Fabel lo miró con incredulidad.
—¡Dios mío, qué deprisa corre la voz!
—¿Qué te ha parecido la historia de Mann? —preguntó Kaminski—. Bonito despacho, por cierto. —Estiró un poco el cuello—. ¿Se ve el Planetarium Winterhude desde aquí?
—Un mal bicho, me ha parecido —dijo Fabel—. Pero no me cabe duda: está convencido de haberse rozado con la muerte. Y cree de verdad que fue el Ángel quien lo atracó.
—Pero no lo crees. Ni yo tampoco —dijo Kaminski—. De todos modos, por la forma que tuvo de abordarlo intuyo que ella se ocultaba de las demás chicas. Eso y su manera de vestir me hacen pensar que no era una habitual. Y lo arrastró a una placita desierta… Quizá no sea el Ángel original, pero desde luego encaja con la asesina de la otra noche.
—Eso he pensado. Con suerte, Mann nos facilitará un buen retrato o la identificará entre las fotos. Aunque como tú dices, no creo que sea una habitual de la zona. ¿Tus hombres han encontrado algo más?
—Hemos hablado con todas las chicas que estaban esa noche en los escaparates de Herbertstrasse. Dos de ellas recuerdan haber visto a un hombre que pensaron que era Jake Westland. Entró por el lado de Gerhardstrasse, recorrió la calle sin mirar los escaparates siquiera y salió a la Davidstrasse.
—Suena como si lo hubiera tenido planeado —dijo Fabel.
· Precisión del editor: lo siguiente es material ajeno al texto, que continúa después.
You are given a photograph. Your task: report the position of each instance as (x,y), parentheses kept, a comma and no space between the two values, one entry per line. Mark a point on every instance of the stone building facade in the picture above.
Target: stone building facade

—No lo sé, Jan —dijo Kaminski, tamborileando con los dedos en el calendario del escritorio—. Podría ser que solo pretendiera darles el esquinazo a Martina Schilmann y al otro tipo. Que actuase impulsivamente. Si la puta de Mann es nuestra asesina, ella desde luego no tenía ninguna cita con Westland.
—No, pero quizás él había quedado con otra persona y fue a tropezarse con la asesina. No sé, me parece que actuó de un modo tan decidido… Esa manera de recorrer apresuradamente la Herbertstrasse y salir por el otro lado, sabiendo que solo tenía unos minutos antes de que Martina se apostase en Davidstrasse… En fin, fueran cuales fuesen sus intenciones, creo que tenemos entre manos a un Ángel de imitación. Y creo también que Jürgen Mann ha tenido mucha suerte de no convertirse en su segunda víctima. Prepárate, Carstens: yo diría que estamos en el principio de una nueva serie de crímenes.